Homebuilders (XHB) climbed another 1% as KB Homes (KBH) and Lennar (LEN) reported positive earnings. Housing data has improved modestly into year-end after a very weak spring and summer. That said, we believe that the tax reform package will reduce the incentive for homeownership, particularly at the high-end of the housing market and in high-tax states. The doubling of the standard deduction, the lower cap on mortgage deductions, and the reduced deduction of property taxes will significantly raise the cost of homeownership for many higher-end homes. We discuss this more thoroughly in a report we published this week: Homebuilders: Go Big or Go Home.
Mortgage REITs (REM) dipped 0.5% while international real estate (VNQI and RWX) climbed 0.1%. Within the Equity Income categories, we note the performance and current income yield of the Utilities, Telecom, Consumer Staples, Financials, and Energy. Within the Fixed Income categories, we look at Short, Medium, and Long Term Treasuries, as well as Investment Grade and High Yield Corporates, Municipal Bonds, and Global Bonds.
REITs are now lower by 5.1% YTD. REITs ended 2016 with a total return of roughly 6%, lower than its 20-year average annual return of 12%. Going forward, absent continued cap-rate compression, it is reasonable to expect REITs to return an average of 6-8% per year with an annual standard deviation averaging 5-15%.
The “Growth REIT” sectors were the best-performers this week. The relative winners this week included Ryman (RHP), RLJ Lodging (RLJ), Pebblebrook (PEB), Lasalle (LHO), Host Hotels (HST), and GGP (GGP).

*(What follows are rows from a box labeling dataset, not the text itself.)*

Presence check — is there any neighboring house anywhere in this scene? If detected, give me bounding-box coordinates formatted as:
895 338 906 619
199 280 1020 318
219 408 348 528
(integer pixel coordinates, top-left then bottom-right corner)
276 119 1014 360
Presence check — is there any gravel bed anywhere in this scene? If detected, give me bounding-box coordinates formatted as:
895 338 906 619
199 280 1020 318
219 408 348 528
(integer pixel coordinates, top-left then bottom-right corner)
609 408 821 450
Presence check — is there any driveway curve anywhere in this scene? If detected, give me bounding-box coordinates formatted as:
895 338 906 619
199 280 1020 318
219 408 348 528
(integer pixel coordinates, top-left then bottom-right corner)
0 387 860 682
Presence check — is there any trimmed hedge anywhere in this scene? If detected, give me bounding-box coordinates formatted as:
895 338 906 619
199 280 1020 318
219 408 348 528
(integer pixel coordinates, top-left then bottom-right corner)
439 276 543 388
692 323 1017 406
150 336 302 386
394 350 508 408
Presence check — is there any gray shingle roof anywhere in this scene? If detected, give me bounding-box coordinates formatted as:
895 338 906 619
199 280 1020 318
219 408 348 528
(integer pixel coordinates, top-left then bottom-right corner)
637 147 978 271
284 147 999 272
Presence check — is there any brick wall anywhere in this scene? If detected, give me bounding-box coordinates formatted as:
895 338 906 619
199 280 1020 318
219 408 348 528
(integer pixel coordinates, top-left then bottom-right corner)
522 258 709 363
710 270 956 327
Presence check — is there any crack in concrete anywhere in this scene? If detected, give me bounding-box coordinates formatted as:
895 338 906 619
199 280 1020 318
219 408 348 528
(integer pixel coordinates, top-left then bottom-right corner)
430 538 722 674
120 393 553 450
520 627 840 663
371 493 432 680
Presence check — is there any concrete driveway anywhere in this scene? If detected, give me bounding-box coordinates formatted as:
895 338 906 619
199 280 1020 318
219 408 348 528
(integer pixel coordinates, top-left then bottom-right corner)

The “Yield REIT” sectors continue to be hit the hardest by pressure from rising interest rate expectations. Losers this week included Preferred Apartments (APTS), Spirit Realty (SRC), HCP (HCP), Mid-America Apartments (MAA), National Retail (NNN), Healthcare Trust of America (HTA), and Vornado (VNO).
Real Estate Economic Data
(Hoya Capital Real Estate, HousingWire)
Impressive Holiday Retail Sales
While the financial media was relentlessly pushing the gloom-and-doom “retail apocalypse” false narrative, we’ve been discussing for months that, in reality, the stars were aligning for a record-smashing holiday season. In our reports, Retail Apocalypse Becomes Retail Euphoria and iMallX: A Holiday Resurgence, we forecasted a robust season for retail spending led by renewed strength in the brick and mortar segment.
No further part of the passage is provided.